To make matters worse, the Internet didn’t seem to be financially and commercially viable then. Del Rosario was repeatedly told this, plus the fact that it was only for members of the academe and of research firms—“just for nerds.”
But as it happened, the demand for connectivity skyrocketed and big companies such as the Philippine Long Distance Telephone Co. (PLDT) began including Internet services in their portfolio.
Of course, the whole effort was far from being a walk in the park, as Benjie Tan, then working with Comnet Inc., recalled. Comnet Inc. was a local distributor of Cisco Systems which supplied and set up the Cisco 7000 router used for the project.

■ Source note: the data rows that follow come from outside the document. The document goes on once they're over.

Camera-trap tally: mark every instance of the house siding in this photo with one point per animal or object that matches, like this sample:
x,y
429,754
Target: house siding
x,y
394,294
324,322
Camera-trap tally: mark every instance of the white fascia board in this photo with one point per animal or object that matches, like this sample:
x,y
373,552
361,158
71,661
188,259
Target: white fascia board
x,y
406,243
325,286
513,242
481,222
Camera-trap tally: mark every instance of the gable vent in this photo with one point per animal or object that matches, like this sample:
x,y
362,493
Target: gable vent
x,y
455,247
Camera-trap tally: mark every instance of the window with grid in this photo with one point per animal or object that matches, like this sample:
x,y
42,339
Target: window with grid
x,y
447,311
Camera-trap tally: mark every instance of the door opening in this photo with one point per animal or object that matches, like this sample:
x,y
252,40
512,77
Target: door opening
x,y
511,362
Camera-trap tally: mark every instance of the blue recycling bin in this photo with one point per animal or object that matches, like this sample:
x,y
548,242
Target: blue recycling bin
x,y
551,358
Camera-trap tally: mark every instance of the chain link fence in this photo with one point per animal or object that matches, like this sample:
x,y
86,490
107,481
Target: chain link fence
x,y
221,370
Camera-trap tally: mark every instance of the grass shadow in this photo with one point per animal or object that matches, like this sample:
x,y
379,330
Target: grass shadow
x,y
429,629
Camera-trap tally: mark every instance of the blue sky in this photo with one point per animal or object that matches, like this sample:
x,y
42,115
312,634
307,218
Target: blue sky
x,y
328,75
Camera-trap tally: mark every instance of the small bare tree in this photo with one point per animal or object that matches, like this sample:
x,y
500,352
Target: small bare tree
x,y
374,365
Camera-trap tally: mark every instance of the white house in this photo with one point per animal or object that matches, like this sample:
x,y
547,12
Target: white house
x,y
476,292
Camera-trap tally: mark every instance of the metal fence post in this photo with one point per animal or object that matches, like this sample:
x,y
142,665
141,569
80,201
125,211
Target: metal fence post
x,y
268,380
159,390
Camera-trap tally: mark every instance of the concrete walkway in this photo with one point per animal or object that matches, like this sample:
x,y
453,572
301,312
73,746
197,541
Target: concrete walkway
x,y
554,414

The rest, as they say, is history.
Today, the Internet is literally everywhere, thanks to the efforts of companies such as Smart, which helped make it accessible and affordable to Filipinos. It is hard to imagine any facet of professional or personal life that does not involve the World Wide Web.
Del Rosario agrees as he said that there was simply no way he and his teammates could have foreseen just how big the Internet would become.
“Back then, it was just for e-mail and file transfers—none of us could have pictured it the way it is today,” he said.
A lot has changed in 18 years. The Cisco 7000 router has since been destroyed in an unfortunate warehouse mishap, founding members have passed away, and memorabilia which could have served as proof of the team’s hard work have either been lost or misplaced.
Despite all that, their biggest legacy lives on to this day.
(The author is senior public affairs officer of Smart Communications Inc.-Ed.)